[Update] Fix issue of *_param.py, avoid name conflict;add keep_tmp_file flag to support keep the temp config file. (#1640)

2025-05-30 16:03:24 +08:00 · 2024-10-25 16:39:25 +08:00 · 2024-10-25 16:39:25 +08:00 · 84be90669b
commit 84be90669b
parent 2542bc6907
4 changed files with 52 additions and 19 deletions
--- a/opencompass/runners/dlc.py
+++ b/opencompass/runners/dlc.py
@ -42,14 +42,15 @@ class DLCRunner(BaseRunner):
                 eval_with_gpu: list = ['plugin_eval'],
                 retry: int = 2,
                 debug: bool = False,
-                 lark_bot_url: str = None):
+                 lark_bot_url: str = None,
+                 keep_tmp_file: bool = False):
        super().__init__(task=task, debug=debug, lark_bot_url=lark_bot_url)
        self.aliyun_cfg = aliyun_cfg
        self.max_num_workers = max_num_workers
        self.retry = retry

        self.eval_with_gpu = eval_with_gpu
-
+        self.keep_tmp_file = keep_tmp_file
        logger = get_logger()
        logger.warning(
            'To ensure the integrity of the log results, the log displayed '
@ -106,7 +107,10 @@ class DLCRunner(BaseRunner):

        # Dump task config to file
        mmengine.mkdir_or_exist('tmp/')
-        param_file = f'tmp/{os.getpid()}_params.py'
+        # Using uuid to avoid filename conflict
+        import uuid
+        uuid_str = str(uuid.uuid4())
+        param_file = f'tmp/{uuid_str}_params.py'
        pwd = os.getcwd()
        try:
            cfg.dump(param_file)
@ -305,7 +309,10 @@ class DLCRunner(BaseRunner):
                return_code = _run_within_retry()
        finally:
            # Clean up
-            os.remove(param_file)
+            if not self.keep_tmp_file:
+                os.remove(param_file)
+            else:
+                pass

        return task_name, return_code

--- a/opencompass/runners/local.py
+++ b/opencompass/runners/local.py
@ -56,10 +56,12 @@ class LocalRunner(BaseRunner):
                 debug: bool = False,
                 max_workers_per_gpu: int = 1,
                 lark_bot_url: str = None,
+                 keep_tmp_file: bool = False,
                 **kwargs):
        super().__init__(task=task, debug=debug, lark_bot_url=lark_bot_url)
        self.max_num_workers = max_num_workers
        self.max_workers_per_gpu = max_workers_per_gpu
+        self.keep_tmp_file = keep_tmp_file
        logger = get_logger()
        for k, v in kwargs.items():
            logger.warning(f'Ignored argument in {self.__module__}: {k}={v}')
@ -100,7 +102,10 @@ class LocalRunner(BaseRunner):
                assert len(all_gpu_ids) >= num_gpus
                # get cmd
                mmengine.mkdir_or_exist('tmp/')
-                param_file = f'tmp/{os.getpid()}_params.py'
+                import uuid
+                uuid_str = str(uuid.uuid4())
+
+                param_file = f'tmp/{uuid_str}_params.py'
                try:
                    task.cfg.dump(param_file)
                    # if use torchrun, restrict it behaves the same as non
@ -140,7 +145,10 @@ class LocalRunner(BaseRunner):
                                           stdout=log_file,
                                           stderr=subprocess.STDOUT)
                finally:
-                    os.remove(param_file)
+                    if not self.keep_tmp_file:
+                        os.remove(param_file)
+                    else:
+                        pass
                status.append((task_name, 0))
        else:
            if len(all_gpu_ids) > 0:
--- a/opencompass/runners/slurm_sequential.py
+++ b/opencompass/runners/slurm_sequential.py
@ -24,11 +24,11 @@ class SlurmSequentialRunner(BaseRunner):
    using `srun` command.

    This runner launches tasks one by one for execution.
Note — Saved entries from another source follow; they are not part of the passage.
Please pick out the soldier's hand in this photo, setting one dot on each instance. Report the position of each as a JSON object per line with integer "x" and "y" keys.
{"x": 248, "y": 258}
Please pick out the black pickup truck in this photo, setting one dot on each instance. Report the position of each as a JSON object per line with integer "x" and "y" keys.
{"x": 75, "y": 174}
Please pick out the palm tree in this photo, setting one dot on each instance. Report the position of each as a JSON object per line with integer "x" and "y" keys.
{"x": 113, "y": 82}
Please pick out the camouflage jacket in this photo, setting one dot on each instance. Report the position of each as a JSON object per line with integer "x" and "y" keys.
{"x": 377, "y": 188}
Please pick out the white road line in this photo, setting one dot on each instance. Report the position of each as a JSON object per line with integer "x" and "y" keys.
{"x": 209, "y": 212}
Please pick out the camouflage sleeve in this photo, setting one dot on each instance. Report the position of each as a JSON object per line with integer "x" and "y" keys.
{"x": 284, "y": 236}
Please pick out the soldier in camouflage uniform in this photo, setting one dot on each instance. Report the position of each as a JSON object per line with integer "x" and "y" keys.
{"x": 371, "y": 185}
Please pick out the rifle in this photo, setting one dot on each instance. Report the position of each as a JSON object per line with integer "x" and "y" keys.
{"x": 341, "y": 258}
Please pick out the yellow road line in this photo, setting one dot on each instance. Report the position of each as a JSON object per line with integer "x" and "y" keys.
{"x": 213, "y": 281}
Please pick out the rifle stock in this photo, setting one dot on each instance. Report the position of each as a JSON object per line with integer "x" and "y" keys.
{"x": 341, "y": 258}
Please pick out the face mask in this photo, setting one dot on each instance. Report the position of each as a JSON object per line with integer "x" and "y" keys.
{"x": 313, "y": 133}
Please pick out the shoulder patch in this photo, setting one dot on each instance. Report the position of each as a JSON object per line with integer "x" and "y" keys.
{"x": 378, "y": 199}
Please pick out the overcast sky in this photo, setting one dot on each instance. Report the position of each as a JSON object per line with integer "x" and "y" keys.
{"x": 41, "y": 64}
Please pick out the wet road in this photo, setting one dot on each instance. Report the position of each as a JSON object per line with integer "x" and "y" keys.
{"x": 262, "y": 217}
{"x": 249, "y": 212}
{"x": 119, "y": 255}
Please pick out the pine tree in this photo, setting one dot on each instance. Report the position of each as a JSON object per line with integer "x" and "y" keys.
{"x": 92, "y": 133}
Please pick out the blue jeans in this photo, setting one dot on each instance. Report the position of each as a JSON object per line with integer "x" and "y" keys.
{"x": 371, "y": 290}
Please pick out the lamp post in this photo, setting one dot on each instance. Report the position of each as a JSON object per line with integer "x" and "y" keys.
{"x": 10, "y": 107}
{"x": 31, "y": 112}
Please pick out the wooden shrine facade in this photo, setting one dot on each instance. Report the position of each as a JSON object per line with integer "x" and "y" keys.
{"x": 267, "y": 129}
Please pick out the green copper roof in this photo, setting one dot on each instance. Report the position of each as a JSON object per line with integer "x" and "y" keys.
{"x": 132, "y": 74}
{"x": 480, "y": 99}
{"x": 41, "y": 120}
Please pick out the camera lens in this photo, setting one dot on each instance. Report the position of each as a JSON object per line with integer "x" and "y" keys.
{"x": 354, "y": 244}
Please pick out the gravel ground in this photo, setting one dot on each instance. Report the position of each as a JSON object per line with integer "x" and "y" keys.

A new task will only
-    be launched when and only when max_num_workers is not met, and the previous
-    task has been successfully allocated to a machine. Therefore, unlike the
-    `SlurmRunner`, at most only one task will be in the PENDING status at the
-    same time during a run, making the random_sleep strategy no longer
-    necessary. In addition, this runner also includes a feature to
+    be launched when and only when  max_num_workers is not met, and the
+    previous task has been successfully allocated to a machine. Therefore,
+    unlike the `SlurmRunner`, at most only one task will be in the PENDING
+    status at the same time during a run, making the random_sleep strategy
+    no longer necessary. In addition, this runner also includes a feature to
    automatically kill all jobs by the job_id on exit.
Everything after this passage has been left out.